I am pretty sure I haven’t slept a solid 8 hours in almost a decade, but I have managed to keep all 3 of my girls alive. That’s right, all girls. Not the sweet, mellow girls either. I have thrill seeking, strong-willed, opinionated divas who are meaner and messier than any boy I know.

Go ahead, feel bad for my husband, just for a moment.  Then, realize that men determine the gender and I have to do their hair every morning.  Every morning.

Here we go…

So, my husband and I live in a small town in North Carolina, but our families are spread all over the Midwest and Southeast.  So, I share my daily festivities with our girls on Facebook. By ‘festivities” I mean humiliating moments, bizarre encounters, juggling acts, hilarious conversations, travel experiences, and my “normal” chaos with my divas.
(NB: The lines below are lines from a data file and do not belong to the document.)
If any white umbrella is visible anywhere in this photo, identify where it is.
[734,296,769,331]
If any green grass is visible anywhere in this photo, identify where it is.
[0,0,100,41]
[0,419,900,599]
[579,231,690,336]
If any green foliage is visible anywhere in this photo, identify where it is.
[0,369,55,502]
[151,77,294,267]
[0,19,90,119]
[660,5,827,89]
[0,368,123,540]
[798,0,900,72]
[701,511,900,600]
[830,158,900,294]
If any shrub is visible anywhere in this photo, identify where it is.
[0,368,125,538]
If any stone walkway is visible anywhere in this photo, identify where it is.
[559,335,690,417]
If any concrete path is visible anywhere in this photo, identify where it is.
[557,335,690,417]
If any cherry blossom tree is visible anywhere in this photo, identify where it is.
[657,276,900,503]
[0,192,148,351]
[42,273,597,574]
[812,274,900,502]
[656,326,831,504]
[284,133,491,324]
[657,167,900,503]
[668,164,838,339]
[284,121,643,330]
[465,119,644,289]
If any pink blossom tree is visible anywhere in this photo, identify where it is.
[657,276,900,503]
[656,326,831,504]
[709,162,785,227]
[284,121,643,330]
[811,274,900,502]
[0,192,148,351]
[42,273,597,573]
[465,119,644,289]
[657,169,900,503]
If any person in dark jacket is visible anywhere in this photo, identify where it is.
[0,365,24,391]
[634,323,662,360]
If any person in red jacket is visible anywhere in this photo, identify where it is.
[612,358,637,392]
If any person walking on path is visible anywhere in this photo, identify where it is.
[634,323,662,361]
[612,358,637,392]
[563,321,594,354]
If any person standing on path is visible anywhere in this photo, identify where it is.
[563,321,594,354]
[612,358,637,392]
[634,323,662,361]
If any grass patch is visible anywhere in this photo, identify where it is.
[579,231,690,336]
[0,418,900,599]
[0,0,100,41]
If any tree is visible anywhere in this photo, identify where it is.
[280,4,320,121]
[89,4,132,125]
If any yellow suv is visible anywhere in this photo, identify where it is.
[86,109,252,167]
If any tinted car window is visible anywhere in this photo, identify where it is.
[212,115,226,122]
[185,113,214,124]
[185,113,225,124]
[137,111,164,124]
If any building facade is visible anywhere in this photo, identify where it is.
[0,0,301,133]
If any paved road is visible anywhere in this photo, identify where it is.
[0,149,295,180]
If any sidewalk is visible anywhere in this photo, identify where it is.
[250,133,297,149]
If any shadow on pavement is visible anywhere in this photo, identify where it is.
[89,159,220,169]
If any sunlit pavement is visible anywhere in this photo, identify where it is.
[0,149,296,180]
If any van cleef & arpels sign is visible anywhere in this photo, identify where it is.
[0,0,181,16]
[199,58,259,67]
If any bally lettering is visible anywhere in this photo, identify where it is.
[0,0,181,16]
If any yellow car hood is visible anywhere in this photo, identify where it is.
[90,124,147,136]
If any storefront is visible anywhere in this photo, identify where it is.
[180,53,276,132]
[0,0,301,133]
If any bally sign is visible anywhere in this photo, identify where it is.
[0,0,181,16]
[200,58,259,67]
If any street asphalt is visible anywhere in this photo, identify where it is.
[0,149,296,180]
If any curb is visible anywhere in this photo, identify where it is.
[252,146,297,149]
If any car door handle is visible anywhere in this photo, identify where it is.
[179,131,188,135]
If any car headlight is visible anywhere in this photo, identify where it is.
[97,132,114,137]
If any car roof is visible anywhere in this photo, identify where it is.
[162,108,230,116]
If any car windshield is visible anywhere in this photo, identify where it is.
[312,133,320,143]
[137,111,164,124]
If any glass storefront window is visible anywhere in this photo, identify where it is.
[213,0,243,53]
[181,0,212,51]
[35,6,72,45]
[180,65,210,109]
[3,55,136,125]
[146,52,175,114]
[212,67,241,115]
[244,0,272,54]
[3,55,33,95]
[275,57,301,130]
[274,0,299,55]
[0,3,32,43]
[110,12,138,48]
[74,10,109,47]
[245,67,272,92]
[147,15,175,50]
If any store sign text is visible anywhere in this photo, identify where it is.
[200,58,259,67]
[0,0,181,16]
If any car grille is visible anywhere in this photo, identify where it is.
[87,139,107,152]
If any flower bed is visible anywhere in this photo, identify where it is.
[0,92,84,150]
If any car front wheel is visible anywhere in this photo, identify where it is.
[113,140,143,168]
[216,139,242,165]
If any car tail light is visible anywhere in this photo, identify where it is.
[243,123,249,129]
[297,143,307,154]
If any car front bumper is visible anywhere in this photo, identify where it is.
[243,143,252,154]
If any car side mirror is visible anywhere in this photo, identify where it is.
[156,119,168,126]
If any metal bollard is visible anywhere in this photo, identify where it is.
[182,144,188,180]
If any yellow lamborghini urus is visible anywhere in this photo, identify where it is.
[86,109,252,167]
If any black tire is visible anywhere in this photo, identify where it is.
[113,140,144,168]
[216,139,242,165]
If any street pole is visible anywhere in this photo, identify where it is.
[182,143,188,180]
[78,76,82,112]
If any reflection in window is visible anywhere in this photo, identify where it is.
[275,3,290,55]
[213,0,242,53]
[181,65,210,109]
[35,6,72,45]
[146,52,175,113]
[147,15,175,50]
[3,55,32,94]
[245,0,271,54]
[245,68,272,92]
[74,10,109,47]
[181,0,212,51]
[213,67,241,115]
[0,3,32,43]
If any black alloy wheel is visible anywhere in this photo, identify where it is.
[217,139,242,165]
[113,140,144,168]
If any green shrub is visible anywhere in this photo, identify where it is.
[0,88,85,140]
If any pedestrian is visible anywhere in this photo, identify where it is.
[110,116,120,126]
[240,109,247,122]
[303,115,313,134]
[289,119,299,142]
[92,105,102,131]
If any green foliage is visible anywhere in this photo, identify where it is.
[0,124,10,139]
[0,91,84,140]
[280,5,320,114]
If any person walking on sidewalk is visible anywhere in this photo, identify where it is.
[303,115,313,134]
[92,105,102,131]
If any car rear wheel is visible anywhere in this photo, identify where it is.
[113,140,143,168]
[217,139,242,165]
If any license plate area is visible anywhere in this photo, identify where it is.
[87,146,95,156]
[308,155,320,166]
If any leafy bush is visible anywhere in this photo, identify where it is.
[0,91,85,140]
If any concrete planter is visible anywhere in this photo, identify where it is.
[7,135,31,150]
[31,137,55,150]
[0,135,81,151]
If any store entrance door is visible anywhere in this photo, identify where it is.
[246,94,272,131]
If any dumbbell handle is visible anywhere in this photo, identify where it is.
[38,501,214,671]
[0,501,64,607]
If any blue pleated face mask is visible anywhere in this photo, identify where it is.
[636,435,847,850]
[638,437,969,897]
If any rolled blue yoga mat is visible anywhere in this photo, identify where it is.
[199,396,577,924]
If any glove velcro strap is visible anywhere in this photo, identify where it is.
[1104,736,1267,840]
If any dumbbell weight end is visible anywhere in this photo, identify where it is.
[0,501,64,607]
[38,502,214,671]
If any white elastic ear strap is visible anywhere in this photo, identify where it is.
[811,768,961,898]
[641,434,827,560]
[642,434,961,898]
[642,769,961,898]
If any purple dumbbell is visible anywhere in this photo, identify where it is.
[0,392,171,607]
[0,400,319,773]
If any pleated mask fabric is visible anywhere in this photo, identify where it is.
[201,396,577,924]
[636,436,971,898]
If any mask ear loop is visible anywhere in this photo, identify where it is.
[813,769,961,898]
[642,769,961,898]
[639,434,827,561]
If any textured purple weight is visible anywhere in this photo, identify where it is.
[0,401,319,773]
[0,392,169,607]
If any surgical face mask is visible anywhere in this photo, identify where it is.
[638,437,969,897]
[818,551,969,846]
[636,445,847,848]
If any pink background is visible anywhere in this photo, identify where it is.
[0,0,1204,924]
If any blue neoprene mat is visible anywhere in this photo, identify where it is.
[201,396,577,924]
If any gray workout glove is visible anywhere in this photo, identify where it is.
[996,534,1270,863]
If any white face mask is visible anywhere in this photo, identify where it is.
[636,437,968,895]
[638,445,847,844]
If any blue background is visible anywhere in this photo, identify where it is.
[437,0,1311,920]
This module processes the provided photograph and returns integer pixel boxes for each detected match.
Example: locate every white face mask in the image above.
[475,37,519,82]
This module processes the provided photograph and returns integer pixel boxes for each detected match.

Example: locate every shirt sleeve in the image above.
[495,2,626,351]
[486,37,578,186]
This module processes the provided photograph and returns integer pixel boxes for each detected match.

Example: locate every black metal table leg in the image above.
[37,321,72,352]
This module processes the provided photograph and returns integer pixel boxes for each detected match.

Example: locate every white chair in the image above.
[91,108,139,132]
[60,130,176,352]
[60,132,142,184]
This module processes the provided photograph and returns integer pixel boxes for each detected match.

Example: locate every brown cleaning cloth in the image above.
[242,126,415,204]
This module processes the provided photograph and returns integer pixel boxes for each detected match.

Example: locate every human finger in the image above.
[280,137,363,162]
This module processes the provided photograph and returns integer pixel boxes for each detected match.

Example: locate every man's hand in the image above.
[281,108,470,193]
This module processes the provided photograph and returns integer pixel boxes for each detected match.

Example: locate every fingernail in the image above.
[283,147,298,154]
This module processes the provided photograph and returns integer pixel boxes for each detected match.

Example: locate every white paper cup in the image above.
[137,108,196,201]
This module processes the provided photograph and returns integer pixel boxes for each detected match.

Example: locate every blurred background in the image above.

I can’t tell you how many times people have encouraged me to write a book or start a blog. My response was always, “When? I am just trying to keep them all alive and not lose a kid! Maybe when Vivian starts school.” For real, some days I had to claim momnesia and just  mentally prepare myself for the next day of craziness.

After hearing “this too shall pass” at least a million times, I finally have them all in school. So, here we go…

 

Coordinating outfits can be a challenge, but I am glad I found an outfit with pockets for the youngest. We had chicken nuggets in her pockets so she would cooperate.

Coordinating outfits can be a challenge, but I am glad I found an outfit with pockets for the youngest. We had chicken nuggets in her pockets so she would cooperate. Unfortunately, our dog, Ollie Augustus, was not as easily bribed with his pork chops. So, our only other male in the family is not pictured. That’s right, I managed to get a dog as high maintenance as my children.

Becca, Vivian, Sofia, Lawrence, Lydia, Courtney.